Time for desserts! We tried the Pandan Gula Melaka Cake (SGD$6.50) first, a cake rather redolent of pandan's fragrance and palm sugar. The dense texture of the cake bordered on roughness though -- we thought it would've been nicer if softer.
The Pandan Gula Melaka Cake with Durian (SGD$8.00) was another class of its own - soft, fluffy, slathered with the rich creaminess of durian paste to lend it a strong aroma, combining well with the palm sugar and pandan in a delicious union.
Next, Pulot Enti Kelapa (SGD$5.00) - dark blue glutinous rice stained with butterfly pea flowers and served with Gula Melaka and a sprinkling of dried shredded coconut. Sweet with coconut's distinctive aroma, this sticky dessert was a perfect wrap-up for a savoury dinner.
The durian version - Pulot Enti Durian (SGD$6.50) is made using the dyed-blue glutinous rice, but coated generously with rich, luscious durian paste which heightened the senses immediately.
The savoury version - Pulot Enti Hae Bee Hiam (SGD$6.50) consists of the butterfly-pea blue glutinous rice, topped with spicy, umami dried shrimp garnish - a lovely twist to the traditionally sweet dessert.
Finally, Pineapple Tarts (price unknown) with their thin, buttery crusts encasing a dense pineapple filling that was pleasing to the palate but not too sweet.
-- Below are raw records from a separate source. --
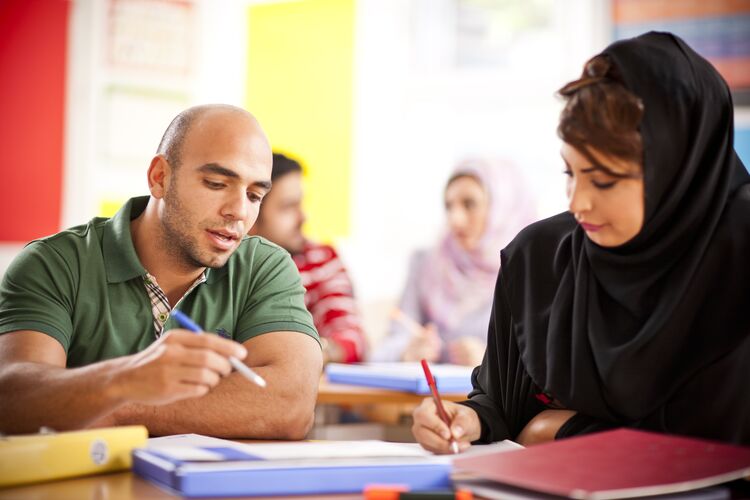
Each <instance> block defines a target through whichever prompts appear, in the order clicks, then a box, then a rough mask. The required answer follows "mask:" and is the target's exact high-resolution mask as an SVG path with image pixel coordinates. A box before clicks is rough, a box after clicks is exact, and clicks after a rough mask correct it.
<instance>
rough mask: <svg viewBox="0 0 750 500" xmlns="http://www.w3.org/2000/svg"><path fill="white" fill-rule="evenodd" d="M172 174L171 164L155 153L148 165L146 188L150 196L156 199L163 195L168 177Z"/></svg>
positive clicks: (165, 159)
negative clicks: (147, 182)
mask: <svg viewBox="0 0 750 500" xmlns="http://www.w3.org/2000/svg"><path fill="white" fill-rule="evenodd" d="M171 175H172V166H171V165H170V164H169V162H168V161H167V159H166V158H164V157H163V156H162V155H156V156H154V157H153V158H152V159H151V165H149V166H148V173H147V176H148V189H149V191H151V196H153V197H154V198H156V199H160V198H163V197H164V193H165V192H166V190H167V185H168V184H169V178H170V176H171Z"/></svg>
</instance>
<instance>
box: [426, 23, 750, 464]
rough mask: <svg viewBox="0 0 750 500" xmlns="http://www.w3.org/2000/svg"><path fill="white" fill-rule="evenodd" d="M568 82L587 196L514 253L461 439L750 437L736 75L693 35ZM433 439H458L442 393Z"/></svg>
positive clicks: (747, 309) (462, 423) (628, 49)
mask: <svg viewBox="0 0 750 500" xmlns="http://www.w3.org/2000/svg"><path fill="white" fill-rule="evenodd" d="M560 94H561V95H562V96H563V97H564V98H565V99H566V101H567V102H566V106H565V109H564V110H563V112H562V115H561V119H560V125H559V128H558V134H559V135H560V136H561V138H562V139H563V142H564V144H563V148H562V151H561V153H562V155H563V159H564V161H565V163H566V174H567V175H569V176H570V178H569V182H568V197H569V200H570V212H566V213H562V214H559V215H556V216H554V217H551V218H549V219H546V220H544V221H541V222H538V223H535V224H532V225H531V226H529V227H527V228H526V229H524V230H523V231H522V232H521V233H520V234H519V235H518V236H517V237H516V238H515V240H514V241H513V242H512V243H511V244H510V245H508V247H507V248H505V249H504V250H503V251H502V252H501V258H502V267H501V272H500V276H499V278H498V282H497V286H496V289H495V299H494V306H493V313H492V317H491V320H490V327H489V328H490V329H489V336H488V345H487V351H486V353H485V357H484V360H483V362H482V365H481V366H479V367H477V368H476V369H475V370H474V373H473V377H472V382H473V385H474V390H473V391H472V392H471V394H469V400H468V401H465V402H463V403H461V404H450V403H446V409H447V411H448V413H449V415H450V416H451V418H452V425H451V429H450V430H451V431H452V434H453V437H455V438H456V440H457V441H458V442H459V446H460V447H461V448H462V449H465V448H466V447H468V446H469V443H470V442H474V441H479V442H492V441H498V440H502V439H515V440H518V441H521V442H522V443H525V444H534V443H537V442H543V441H547V440H550V439H555V438H562V437H567V436H571V435H576V434H583V433H586V432H592V431H596V430H604V429H609V428H614V427H619V426H626V427H633V428H640V429H645V430H653V431H659V432H668V433H675V434H683V435H690V436H697V437H704V438H711V439H717V440H722V441H728V442H734V443H740V444H745V445H749V444H750V390H749V389H748V384H750V175H748V172H747V170H746V169H745V167H744V165H743V164H742V162H741V161H740V160H739V158H738V157H737V154H736V153H735V151H734V148H733V139H734V137H733V136H734V127H733V109H732V99H731V95H730V93H729V89H728V88H727V85H726V83H725V82H724V80H723V79H722V78H721V77H720V76H719V74H718V73H717V72H716V70H715V69H714V68H713V67H712V66H711V65H710V64H709V63H708V62H707V61H706V60H705V59H703V58H702V57H701V56H699V55H698V54H696V53H695V52H694V51H693V50H692V49H691V48H690V47H688V46H687V45H686V44H685V43H684V42H683V41H682V40H680V39H679V38H678V37H676V36H673V35H671V34H667V33H648V34H645V35H642V36H640V37H637V38H633V39H630V40H624V41H620V42H616V43H614V44H612V45H610V46H609V47H608V48H607V49H606V50H605V51H604V52H603V53H602V54H600V55H599V56H596V57H595V58H593V59H592V60H590V61H589V62H588V63H587V64H586V66H585V68H584V72H583V75H582V76H581V78H580V79H579V80H576V81H574V82H571V83H569V84H568V85H566V86H565V87H563V89H561V90H560ZM414 421H415V422H414V427H413V432H414V435H415V436H416V438H417V440H418V441H419V442H420V443H421V444H422V445H423V446H424V447H425V448H427V449H430V450H433V451H436V452H442V453H447V452H449V451H450V445H449V441H448V440H449V438H450V437H451V434H450V432H449V429H448V427H447V426H446V425H445V424H443V423H442V421H441V420H440V419H439V418H437V416H436V414H435V407H434V405H433V404H432V402H431V401H429V400H425V402H424V403H423V404H422V405H421V406H420V407H419V408H417V410H415V412H414Z"/></svg>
Drinkswise, I had a refreshing Kumquat Drink with Basil Seeds (SGD$8.00) that was a lovely concoction between sour and sweet.
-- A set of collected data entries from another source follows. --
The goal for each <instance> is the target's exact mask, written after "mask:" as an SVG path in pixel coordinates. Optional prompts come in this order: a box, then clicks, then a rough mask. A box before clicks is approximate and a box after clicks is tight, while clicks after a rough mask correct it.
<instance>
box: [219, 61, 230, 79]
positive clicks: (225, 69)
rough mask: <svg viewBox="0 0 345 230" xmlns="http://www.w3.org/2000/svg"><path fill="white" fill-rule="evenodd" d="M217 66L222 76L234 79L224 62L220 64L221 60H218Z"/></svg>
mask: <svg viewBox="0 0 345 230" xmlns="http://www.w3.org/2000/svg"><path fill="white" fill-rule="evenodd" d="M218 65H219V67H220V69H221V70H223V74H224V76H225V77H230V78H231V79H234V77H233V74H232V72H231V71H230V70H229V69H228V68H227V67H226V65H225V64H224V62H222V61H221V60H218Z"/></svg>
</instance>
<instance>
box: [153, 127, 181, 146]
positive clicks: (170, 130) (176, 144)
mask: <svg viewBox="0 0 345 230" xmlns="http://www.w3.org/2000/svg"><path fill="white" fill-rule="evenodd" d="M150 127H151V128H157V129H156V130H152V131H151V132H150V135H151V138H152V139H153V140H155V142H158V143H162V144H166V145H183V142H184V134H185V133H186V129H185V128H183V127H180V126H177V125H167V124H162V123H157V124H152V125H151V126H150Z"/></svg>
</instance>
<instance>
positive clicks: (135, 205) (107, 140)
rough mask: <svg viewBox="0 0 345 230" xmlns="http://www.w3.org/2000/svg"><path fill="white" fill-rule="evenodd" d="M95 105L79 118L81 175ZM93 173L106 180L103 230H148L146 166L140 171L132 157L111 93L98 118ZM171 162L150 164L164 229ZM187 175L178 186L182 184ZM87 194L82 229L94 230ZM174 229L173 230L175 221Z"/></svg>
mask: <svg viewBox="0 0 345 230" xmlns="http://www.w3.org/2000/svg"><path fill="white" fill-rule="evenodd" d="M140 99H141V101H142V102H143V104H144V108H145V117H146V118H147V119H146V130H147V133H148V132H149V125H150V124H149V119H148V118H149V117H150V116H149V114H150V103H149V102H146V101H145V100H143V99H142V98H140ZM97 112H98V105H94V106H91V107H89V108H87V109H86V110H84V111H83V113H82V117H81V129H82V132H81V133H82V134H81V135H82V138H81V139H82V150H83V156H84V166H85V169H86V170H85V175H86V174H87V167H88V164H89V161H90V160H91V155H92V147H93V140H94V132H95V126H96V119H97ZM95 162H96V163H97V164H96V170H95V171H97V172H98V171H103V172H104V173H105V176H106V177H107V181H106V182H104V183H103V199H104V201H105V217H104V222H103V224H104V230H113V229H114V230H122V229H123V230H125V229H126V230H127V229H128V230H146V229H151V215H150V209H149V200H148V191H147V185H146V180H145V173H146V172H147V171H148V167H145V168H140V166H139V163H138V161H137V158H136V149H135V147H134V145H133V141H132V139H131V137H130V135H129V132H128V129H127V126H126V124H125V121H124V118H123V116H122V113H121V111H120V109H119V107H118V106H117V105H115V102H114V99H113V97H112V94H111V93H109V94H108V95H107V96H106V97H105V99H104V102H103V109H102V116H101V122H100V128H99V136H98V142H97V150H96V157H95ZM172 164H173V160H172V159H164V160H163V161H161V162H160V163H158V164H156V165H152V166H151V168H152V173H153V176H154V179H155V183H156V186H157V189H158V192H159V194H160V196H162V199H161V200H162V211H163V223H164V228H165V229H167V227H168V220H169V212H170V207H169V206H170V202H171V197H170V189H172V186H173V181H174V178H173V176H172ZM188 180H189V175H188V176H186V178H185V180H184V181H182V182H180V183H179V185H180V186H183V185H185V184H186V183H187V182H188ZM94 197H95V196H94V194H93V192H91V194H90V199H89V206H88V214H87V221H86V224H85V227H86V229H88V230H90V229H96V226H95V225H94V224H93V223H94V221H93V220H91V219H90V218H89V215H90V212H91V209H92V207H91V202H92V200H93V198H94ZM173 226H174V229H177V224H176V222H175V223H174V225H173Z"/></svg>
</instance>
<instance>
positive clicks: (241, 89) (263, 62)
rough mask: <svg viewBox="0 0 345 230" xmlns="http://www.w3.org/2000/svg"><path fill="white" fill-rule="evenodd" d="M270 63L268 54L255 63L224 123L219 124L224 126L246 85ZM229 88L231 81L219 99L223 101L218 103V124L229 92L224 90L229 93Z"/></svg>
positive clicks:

Malacca Milk Tea (SGD$6.50) was a pot of ingenuity in the form of milk and tea - literally that, but there was something very sharp about the tea fragrance here that made it immensely pleasing to the palate - the exact imagination and desire of how we wish Hong Kong's "stockinged" milk tea to taste like.
Finally, pot of Malacca Kopi-O (SGD$6.50) - pure black coffee bearing the fragrance of yesteryear, nicely-brewed.
Overall, dining at The Peranakan was a beautiful experience and a feast for both the eyes and the mouth. One cannot help feeling transported back in time, in these gorgeous settings, and the food standard was high, not-fussy, factored in with recipes enjoyed by generations of true blue Peranakans. Thank you Chef Raymond for hosting, and thank you Hence for extending the invitation.